留学やワーキングホリデイでフランスに滞在する際の保険は?

留学の場合

フランスに留学する場合、留学する前から日本語で保険の申請ができるのが留学保険。保険の契約内容などを事前に日本語で把握できるというのは大きなメリットです。日本語で保険内容をしっかりと理解した上で保険に加入することができます

また、日本から加入することにより現地でフランス語での手続きがないので安心感もあります。

基本的に日本語なので手続きもスムーズです。

ただし、注意点としては現地に到着後では日本の保険会社で申し込みは不可能なので出発前に手続きを行う必要があります。

 

留学保険は保険会社により費用は異なりますが、決して安いものではありません。そのため、いくつかの保険会社に見積もりをしてもらい、補償される内容も含めた上で選ぶのがよいでしょう。

 

またフランスの現地デスクがある留学保険は、医療費の建て替えが不要でキャッシュレスで処理が行える病院の情報を入手できたりもします。また、携行品などの保証があるプランもあるので見合ったプランを選び、万が一に備えておくことも可能です。

 

ワーキングホリディの場合

フランスにワーキングホリディに行く際には日本からワーホリ保険(長期海外旅行保険)に加入していくのがベターです。ワーキングホリディ中であっても病気やケガで病院にお世話になるということはありますし、万が一のためにも加入しておくといいでしょう。
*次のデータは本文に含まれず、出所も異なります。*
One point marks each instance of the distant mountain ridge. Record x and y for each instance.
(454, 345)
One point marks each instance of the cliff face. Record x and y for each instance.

また、フランスは治安は悪くはないとはいえ、盗難などもあるので携行品に対する補償があると安心です。カメラやパソコンなどが盗難に遭ってしまった時のことを考えると携行品の保険にも入っておくのがおすすめです。

また、日本からワーホリ保険に加入しておくと、現地で何かトラブルがあった際にも日本語でサポートを受けられるという安心感があります。現地でフランス語に困った場合でも、日本の保険会社がサポートしてくれるので安心感も大きく異なってきます。

 

まとめ

留学やワーキングホリデーでフランスに滞在する場合、多くのことを学び充実した時間を過ごしたいものです。海外に滞在する上で何かトラブルが起こった時に、サポートしてもらえる保険はとても重要なものになってきます。保険には様々な種類があり、滞在期間によっても費用なども異なってきます。フランスで安心して充実した時間を過ごすためにも、自分に見合った保険をぜひ見つけてくださいね。